Abstract: This talk will address two important issues in automatic summarization. Evaluation of summarization systems is often cumbersome, inaccurate, and human-intensive. Relevance Preservation (RP) is a metric which attempts to circumvent these problems by using an information retrieval system to evaluate the performance of an automatic summarizer. In the first part of this talk, I will discuss work done this summer at the Johns Hopkins Center for Language and Speech Processing in the development and evaluation of RP (Radev, Teufel, Lam, Saggion, Blitzer, Celebi, Drabek, Liu, Qi, "Automatic Summarization of Multiple Documents").
The second part of the talk will center around research which grew out of the JHU workshop and will address the problem of redundancy in multidocument extractive summaries. Using data annotated for an "information subsumption" relationship, I am attempting to develop techniques for predicting and avoiding redundant information in extractive summaries. I will discuss the progress of and give some initial results for this research (with Professor Mats Rooth).
Abstract: Increasing amounts of non-textual information, such as stock-market data and transaction logs, are available online. This data is not easily understandable by people, moreover it is not accessible using existing traditional search engines. Textual description of this data can alleviate both of these problems. Existing generation systems are fully hand-crafted, which significantly increases their development time and limits their portability to other domains. We propose an approach for learning English verbalizations of symbolic input, using a parallel corpus of semantic representation of input and its translations into English. The main challenge of aligning this corpus is the granularity of the alignment -- some semantic concepts are verbalized as multiword phrases and others as single words. However, the boundaries of these units are not known a priori, which presents a problem for extracting them. To solve this problem, the method uses multi-sequence alignment between all the sentences that contain a given concept and finds a consensus sequence of the alignment. We implemented this approach in the domain of mathematical proofs, translating the output of automatic theorem prover Nuprl into natural language proofs. Our initial results indicate that our technique produces proofs that rival in quality with a hand-crafted generation system.

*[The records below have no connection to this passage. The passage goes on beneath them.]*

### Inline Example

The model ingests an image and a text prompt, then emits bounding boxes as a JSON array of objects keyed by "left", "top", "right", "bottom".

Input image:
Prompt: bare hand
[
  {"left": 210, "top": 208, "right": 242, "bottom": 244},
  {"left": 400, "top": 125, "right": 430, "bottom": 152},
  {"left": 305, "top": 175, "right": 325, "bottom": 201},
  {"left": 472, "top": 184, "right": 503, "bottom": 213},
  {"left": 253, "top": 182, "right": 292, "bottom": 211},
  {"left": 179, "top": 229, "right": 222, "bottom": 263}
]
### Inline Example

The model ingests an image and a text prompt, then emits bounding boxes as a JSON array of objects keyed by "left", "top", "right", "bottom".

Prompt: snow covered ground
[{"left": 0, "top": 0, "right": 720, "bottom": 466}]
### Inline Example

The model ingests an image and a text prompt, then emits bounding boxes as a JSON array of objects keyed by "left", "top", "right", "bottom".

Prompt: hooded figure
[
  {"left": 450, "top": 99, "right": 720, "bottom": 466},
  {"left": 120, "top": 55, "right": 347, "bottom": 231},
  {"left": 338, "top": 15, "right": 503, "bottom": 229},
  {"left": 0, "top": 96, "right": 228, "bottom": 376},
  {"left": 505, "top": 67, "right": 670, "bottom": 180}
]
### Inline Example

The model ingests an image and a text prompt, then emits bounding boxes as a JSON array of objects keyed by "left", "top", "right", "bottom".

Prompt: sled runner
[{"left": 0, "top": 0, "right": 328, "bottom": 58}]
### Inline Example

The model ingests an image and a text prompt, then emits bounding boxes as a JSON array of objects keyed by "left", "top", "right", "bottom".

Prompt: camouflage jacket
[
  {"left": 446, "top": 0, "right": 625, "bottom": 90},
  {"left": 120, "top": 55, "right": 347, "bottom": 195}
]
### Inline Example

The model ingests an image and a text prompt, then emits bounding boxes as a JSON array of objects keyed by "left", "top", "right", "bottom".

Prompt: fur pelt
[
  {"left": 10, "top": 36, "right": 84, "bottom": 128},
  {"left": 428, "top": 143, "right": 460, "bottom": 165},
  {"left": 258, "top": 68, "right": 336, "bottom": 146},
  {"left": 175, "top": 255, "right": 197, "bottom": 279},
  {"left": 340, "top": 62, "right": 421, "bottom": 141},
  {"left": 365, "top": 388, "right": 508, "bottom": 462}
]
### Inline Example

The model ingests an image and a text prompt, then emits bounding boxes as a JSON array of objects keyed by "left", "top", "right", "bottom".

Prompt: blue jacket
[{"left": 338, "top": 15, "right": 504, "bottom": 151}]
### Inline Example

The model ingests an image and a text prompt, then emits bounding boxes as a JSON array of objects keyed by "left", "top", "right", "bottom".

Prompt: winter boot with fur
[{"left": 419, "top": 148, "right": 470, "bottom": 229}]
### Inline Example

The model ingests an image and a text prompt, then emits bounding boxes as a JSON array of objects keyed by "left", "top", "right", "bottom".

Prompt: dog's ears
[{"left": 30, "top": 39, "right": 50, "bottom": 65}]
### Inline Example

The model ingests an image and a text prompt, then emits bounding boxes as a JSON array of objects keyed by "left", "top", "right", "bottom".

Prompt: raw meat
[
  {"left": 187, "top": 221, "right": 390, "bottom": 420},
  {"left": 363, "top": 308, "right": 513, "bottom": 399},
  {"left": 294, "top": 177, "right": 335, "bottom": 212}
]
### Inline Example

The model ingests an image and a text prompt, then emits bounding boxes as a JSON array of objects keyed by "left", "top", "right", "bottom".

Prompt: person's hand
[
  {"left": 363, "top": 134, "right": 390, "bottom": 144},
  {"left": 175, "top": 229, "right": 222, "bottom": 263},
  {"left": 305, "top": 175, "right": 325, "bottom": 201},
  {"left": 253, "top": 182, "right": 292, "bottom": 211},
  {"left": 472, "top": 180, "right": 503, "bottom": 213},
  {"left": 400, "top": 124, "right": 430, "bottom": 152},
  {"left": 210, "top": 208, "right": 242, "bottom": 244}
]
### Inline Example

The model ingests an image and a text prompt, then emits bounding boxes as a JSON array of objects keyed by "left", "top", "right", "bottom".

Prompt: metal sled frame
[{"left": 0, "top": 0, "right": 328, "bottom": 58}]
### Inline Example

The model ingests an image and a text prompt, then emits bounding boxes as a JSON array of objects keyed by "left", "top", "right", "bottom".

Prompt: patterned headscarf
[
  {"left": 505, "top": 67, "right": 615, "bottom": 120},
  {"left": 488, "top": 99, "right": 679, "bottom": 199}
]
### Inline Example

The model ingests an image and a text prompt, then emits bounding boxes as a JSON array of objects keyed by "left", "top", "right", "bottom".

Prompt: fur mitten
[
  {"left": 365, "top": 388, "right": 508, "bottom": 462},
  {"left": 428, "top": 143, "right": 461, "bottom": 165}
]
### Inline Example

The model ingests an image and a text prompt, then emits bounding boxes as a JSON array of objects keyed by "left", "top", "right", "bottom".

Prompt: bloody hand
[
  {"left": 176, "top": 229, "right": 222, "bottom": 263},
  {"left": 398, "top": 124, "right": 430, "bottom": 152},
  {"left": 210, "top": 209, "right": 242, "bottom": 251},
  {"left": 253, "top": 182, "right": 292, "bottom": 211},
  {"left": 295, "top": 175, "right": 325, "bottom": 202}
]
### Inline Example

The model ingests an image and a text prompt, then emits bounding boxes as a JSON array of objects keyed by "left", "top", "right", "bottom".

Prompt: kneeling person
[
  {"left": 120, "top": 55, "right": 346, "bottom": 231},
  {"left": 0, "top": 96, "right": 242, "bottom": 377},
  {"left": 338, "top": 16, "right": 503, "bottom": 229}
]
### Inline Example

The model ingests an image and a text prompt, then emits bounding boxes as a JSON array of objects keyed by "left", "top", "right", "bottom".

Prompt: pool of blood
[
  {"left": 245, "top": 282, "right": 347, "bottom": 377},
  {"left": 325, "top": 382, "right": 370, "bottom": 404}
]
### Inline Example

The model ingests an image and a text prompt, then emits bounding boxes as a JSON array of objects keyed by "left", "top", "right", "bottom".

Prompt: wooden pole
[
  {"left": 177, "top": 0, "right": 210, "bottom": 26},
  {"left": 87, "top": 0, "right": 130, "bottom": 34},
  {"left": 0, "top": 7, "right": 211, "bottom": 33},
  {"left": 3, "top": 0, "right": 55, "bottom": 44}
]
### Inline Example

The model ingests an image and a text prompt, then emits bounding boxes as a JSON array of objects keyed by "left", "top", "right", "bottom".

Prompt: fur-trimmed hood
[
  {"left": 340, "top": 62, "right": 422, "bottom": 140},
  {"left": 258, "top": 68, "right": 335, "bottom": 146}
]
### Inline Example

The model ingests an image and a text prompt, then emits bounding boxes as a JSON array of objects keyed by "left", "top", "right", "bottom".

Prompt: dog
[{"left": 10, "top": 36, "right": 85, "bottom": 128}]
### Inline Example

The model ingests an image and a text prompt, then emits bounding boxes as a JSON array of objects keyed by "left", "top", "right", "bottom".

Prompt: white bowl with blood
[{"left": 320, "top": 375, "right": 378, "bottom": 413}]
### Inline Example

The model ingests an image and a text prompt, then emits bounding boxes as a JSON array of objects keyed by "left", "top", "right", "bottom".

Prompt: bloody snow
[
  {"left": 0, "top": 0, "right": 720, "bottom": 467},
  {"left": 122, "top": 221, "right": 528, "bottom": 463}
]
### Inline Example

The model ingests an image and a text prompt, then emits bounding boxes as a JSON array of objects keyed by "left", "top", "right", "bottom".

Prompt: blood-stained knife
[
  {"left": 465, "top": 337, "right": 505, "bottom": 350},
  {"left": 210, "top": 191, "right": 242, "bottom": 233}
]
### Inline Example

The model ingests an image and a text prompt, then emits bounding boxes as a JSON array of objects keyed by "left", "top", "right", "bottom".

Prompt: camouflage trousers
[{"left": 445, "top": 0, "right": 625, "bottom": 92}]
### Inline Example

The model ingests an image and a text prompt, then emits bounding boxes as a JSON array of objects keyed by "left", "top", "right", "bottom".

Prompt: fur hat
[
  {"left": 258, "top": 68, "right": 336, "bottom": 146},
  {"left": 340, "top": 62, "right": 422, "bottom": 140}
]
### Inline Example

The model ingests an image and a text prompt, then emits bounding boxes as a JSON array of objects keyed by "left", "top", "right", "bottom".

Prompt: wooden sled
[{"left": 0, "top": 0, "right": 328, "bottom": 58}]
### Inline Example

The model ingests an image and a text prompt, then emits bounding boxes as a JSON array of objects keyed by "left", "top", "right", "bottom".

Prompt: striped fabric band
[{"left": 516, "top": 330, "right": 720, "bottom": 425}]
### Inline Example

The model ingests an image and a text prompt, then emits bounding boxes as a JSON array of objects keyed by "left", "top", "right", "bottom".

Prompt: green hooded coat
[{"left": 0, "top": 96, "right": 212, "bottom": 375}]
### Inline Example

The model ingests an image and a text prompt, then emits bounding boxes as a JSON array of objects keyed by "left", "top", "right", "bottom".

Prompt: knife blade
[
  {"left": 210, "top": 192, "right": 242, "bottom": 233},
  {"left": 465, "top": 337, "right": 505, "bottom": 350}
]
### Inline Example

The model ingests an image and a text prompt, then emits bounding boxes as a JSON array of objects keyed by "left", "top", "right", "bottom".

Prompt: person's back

Abstract: There are essentially two schools of thought regarding how to give a semantics (or meaning) to sentence in a natural language. The first, with Chomsky as a well-known representative, advocates the autonomy of syntax from semantics. The second school uses the syntax as a map to drive the derivation of the semantics. In this talk, I will present an important representative of this approach, namely categorial grammars. In such a framework, the meaning of sentences is given by a truth-functional semantics based on higher-order logic, while the syntax is analyzed using a calculus of syntactic types known as the Lambek calculus. The key feature of this approach is that a derivation of the well-formedness of a sentence can be used to derive a meaning for the sentence.